Lemma 10. Let $R$ be a Noetherian ring and $\mathfrak a$ an ideal in $R$ of height $\mathrm{ht}\,\mathfrak a = r$. Assume there are elements $a_1, a_2, \dots, a_{s-1}\in \mathfrak a$ such that $\mathrm{ht}(a_1, a_2, \dots, a_{s-1})= s-1$ for some $s\in\mathbb{N}$ where $1 \le s \le r$. Then there exists an element $a_s\in\mathfrak a$ such that $\mathrm{ht}\, (a_1, a_2, \dots, a_s)= s$.
Proof. Consider elements $a_1, a_2, \dots, a_{s-1}\in \mathfrak a$, $1 \le s \le r$, such that $\mathrm{ht}(a_1, a_2, \dots, a_{s-1})= s-1$, and let $\mathfrak p_1,\mathfrak p_2,\dots,\mathfrak p_n\subset R$ be the minimal prime divisors of $(a_1, a_2, \dots, a_{s-1})$. Then, using Krull’s Dimension Theorem, we have $\mathrm{ht}\,\mathfrak p_i\le s-1<r$ for all $i$. Since $\mathrm{ht}\,\mathfrak a=r$, this implies a $\mathfrak a\not\subset \mathfrak p_i$ for all $i$ and, hence, $\mathfrak a\,\not \subset \cup_{i=1}^n\,\mathfrak p_i$ by 1.3/7. Thus, choosing $a_s\in \mathfrak a-\cup_{i=1}^n\,\mathfrak p_i$, we get $\mathrm{ht}(a_1, a_2, \dots, a_s)\ge s$ and, in fact $\mathrm{ht}\,(a_1, a_2, \dots, a_s)= s$ by Krull’s Dimension Theorem.
This Lemma comes from Siegfried Bosch's book Algebraic Geometry and Commutative Algebra, section 2.4, Lemma 10, page 77. I don't understand why we obtain $\mathrm{ht}(a_1, a_2, \dots, a_s)\ge s$ from $\mathrm{ht}(a_1, a_2, \dots, a_{s-1})= s-1$. I can only get $\mathrm{ht}(a_1, a_2, \dots, a_s)\ge s-1$ due to $(a_1, a_2, \dots, a_{s-1})\subset (a_1, a_2, \dots, a_{s})$.
Could you show me the proof of this point? Thanks very much!

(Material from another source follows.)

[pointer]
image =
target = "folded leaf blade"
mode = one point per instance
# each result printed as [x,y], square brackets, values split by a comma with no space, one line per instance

$\operatorname{ht}(a_1,\cdots, a_s)=\min \operatorname{ht} \mathfrak{p}$ where $\mathfrak{p}$ is a prime ideal containing $(a_1,\cdots, a_s).$
If $\operatorname{ht}(a_1,\cdots, a_s)<s$, then there is a prime ideal $\mathfrak{p}$ containing $(a_1,\cdots, a_s)$ such that $\operatorname{ht} \mathfrak{p}\leq s-1<s$.
Hence $\mathfrak{p}$ is one of the $\mathfrak{p}_i$'s. But that implies $(a_1,\cdots, a_s)\subset \mathfrak{p}\subset \cup_i \mathfrak{p}_i$, hence $a_s\in \cup_i \mathfrak{p}_i$, a contradiction. Thus, $\operatorname{ht}(a_1,\cdots, a_s)\geq s$.